You always complain that no one will listen to you. But I'm hurt that you think my ears are never open. I see you everyday, and I'm ready to hear you, to see what you have to say. But you won't speak, no matter how hard I try to coax you into voicing your unheard thoughts.
And you will say that you want me to come with you and tag along, it'll be fun, we'll all have fun. But when I get there, you ignore me and act as if I don't exist.
And you'll say you love me, that I'm your best friend. But of all of your friends who "can't compare to me," you treat me like dirt and hurt my feelings on a daily basis. What's worse is you single me out.
You want me to support you, but when I try, you don't accept it, thinking I'm taking pity on you and treating you like my charity case.
You say that you never ever lie to me, yet when I ask you what's wrong, you always say "nothing."
I do so much for you, and when I ask for something in return, I'm thought to be selfish and inconsiderate.
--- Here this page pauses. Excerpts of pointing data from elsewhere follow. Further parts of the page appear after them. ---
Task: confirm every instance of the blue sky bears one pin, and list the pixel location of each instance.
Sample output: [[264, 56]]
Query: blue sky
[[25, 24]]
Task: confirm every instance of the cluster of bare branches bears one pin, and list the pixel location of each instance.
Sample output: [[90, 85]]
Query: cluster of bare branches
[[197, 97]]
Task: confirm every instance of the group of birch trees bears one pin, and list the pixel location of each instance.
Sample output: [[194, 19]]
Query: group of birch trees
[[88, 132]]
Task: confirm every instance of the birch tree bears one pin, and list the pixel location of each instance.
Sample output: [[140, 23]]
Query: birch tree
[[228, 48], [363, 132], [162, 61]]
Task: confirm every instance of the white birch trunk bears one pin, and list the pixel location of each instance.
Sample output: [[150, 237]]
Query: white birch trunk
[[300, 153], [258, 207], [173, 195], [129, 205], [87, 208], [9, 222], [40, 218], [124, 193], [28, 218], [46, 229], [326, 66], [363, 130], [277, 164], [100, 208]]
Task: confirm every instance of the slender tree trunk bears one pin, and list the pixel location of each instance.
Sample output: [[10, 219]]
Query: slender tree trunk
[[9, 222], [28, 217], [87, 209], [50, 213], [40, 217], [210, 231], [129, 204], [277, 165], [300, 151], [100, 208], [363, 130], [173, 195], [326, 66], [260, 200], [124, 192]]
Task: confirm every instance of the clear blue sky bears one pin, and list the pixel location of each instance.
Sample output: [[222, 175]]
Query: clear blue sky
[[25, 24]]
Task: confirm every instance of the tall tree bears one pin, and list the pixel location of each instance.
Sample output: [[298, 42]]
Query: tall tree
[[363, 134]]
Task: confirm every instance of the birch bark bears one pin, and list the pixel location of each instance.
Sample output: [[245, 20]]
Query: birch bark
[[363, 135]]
You wonder why I'm finally taking a stand and refusing to listen to your pitiful "Woe Me" tales.
You wonder why when I ask you to come with me, it feels like I'm ignoring you.
You wonder why I'm stepping on your feelings.
You wonder why I ask you to support and help me, then refuse to let you do anything for me.
You wonder why when you ask me what's wrong I lie and say "Nothing."
You wonder why I'm finally beginning to do things for myself first.
I've had enough of feeling like year-old chewed gum. I'm calling "Liar Liar Pants on Fire" and pointing my fingers straight at you.